It is 7am on a Thursday morning and the antenatal clinic is packed. Pregnant women are all seated on their rows, the chairs carefully assembled. But something is eye-catching: amongst the pregnant women is a man accompanying his partner, a rare occurrence!
Siphesihle Ngcobo (28) is accompaning his 24-year-old wife, Lindiwe Ngcobo.
Next month, they will have been married for a year, says the excited father-to-be.
“She’s my closest friend. We always go together if I’m not working.

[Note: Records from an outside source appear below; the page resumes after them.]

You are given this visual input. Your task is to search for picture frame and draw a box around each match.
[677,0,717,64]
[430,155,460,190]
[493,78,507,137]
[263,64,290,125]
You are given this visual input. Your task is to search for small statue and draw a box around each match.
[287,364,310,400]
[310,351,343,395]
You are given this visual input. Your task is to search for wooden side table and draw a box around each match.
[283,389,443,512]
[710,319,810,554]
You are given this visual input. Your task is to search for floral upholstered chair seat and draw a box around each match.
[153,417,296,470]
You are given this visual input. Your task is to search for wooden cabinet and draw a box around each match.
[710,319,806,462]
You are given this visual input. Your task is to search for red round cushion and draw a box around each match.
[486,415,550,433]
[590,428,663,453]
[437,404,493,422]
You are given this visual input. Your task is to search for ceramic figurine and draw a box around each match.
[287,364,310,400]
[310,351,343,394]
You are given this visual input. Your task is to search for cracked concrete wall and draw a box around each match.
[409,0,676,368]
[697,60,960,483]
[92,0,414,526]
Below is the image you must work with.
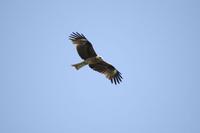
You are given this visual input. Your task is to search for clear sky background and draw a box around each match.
[0,0,200,133]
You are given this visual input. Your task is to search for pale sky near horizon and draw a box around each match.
[0,0,200,133]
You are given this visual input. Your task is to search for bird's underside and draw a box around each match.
[69,32,123,84]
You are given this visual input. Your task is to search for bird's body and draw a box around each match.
[69,32,122,84]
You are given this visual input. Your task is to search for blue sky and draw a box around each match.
[0,0,200,133]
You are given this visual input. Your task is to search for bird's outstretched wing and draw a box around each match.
[89,60,123,84]
[69,32,97,60]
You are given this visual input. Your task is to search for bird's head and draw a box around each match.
[96,56,103,60]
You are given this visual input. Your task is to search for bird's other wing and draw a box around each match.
[69,32,97,60]
[89,60,123,84]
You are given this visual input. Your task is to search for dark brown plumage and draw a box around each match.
[69,32,123,84]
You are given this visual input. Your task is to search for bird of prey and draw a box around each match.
[69,32,122,84]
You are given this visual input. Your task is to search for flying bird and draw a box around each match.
[69,32,123,84]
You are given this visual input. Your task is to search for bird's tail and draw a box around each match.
[72,61,88,70]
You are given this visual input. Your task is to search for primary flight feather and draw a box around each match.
[69,32,122,84]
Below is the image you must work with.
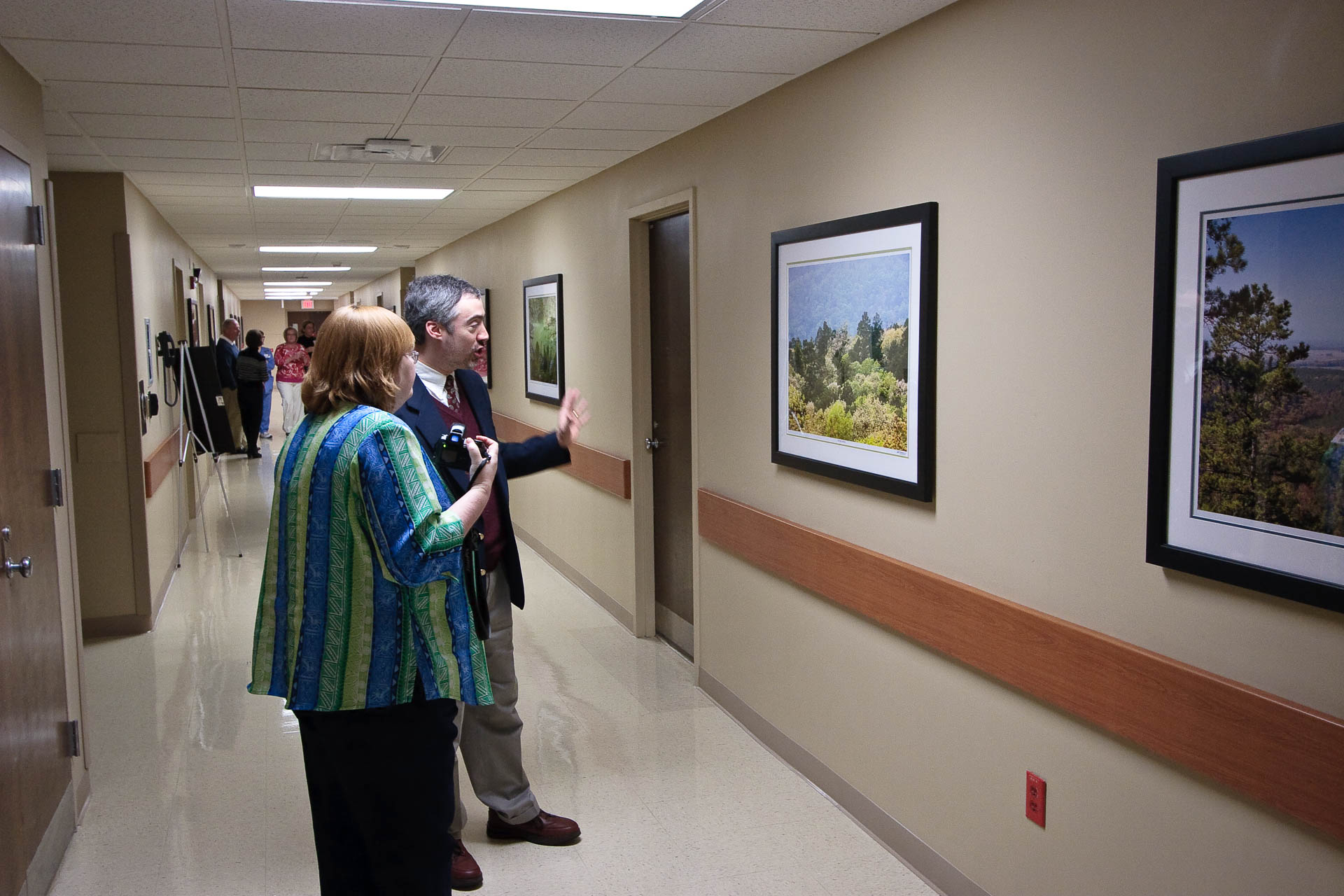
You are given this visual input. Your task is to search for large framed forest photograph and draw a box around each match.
[523,274,564,405]
[1148,125,1344,611]
[770,203,938,501]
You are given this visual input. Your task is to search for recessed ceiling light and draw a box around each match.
[298,0,703,19]
[258,246,378,255]
[253,187,453,202]
[262,265,349,273]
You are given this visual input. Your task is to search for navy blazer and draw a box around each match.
[396,371,570,608]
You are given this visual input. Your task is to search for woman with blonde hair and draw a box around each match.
[273,326,309,435]
[248,307,498,896]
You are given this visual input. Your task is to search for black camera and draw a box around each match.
[434,423,488,470]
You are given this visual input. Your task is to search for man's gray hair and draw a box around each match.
[402,274,481,345]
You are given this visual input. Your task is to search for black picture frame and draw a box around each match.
[1145,124,1344,612]
[472,289,495,388]
[523,274,564,405]
[770,202,938,503]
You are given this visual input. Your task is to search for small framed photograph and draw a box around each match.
[770,203,938,501]
[1147,118,1344,611]
[472,289,495,388]
[523,274,564,405]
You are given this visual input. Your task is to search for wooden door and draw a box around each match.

So attending antenatal clinic with her became just one of those things I had to do,” he says with a beaming face.
“Her moods changing and craving were bad at some point but I’m used to them now and I can’t wait for my baby to come,” he continued.
For Lindiwe Ngcobo: “It’s exciting to have him beside me and this is our first baby so I’m really grateful he’s here with me when he can.”
Khululiwe Chamane, who was a site co-ordinator for Mothers2Mothers at Northdale Hospital in Pietermaritzburg, more men are supporting their partners at antenatal clinics.
“Having worked at the antenatal department for the past five years, I’ve observed an increasing number of our black males attending antenatal appointments with their partners, even when they come for the TOP(termination of pregnancy) they come with their partners,” she said.
Mothers2Mothers is a programme that offers support to pregnant women, and pregnant women they have emphasized and encouraged mothers to be to come with their partners or someone to support them. Studies have shown that women report that their experience of labour is less painful if they have someone to support them.
Thandiwe MaZanqinqi Zamisa is an OurHealth Citizen Journalist reporting from Umgungundlovu District in KZN.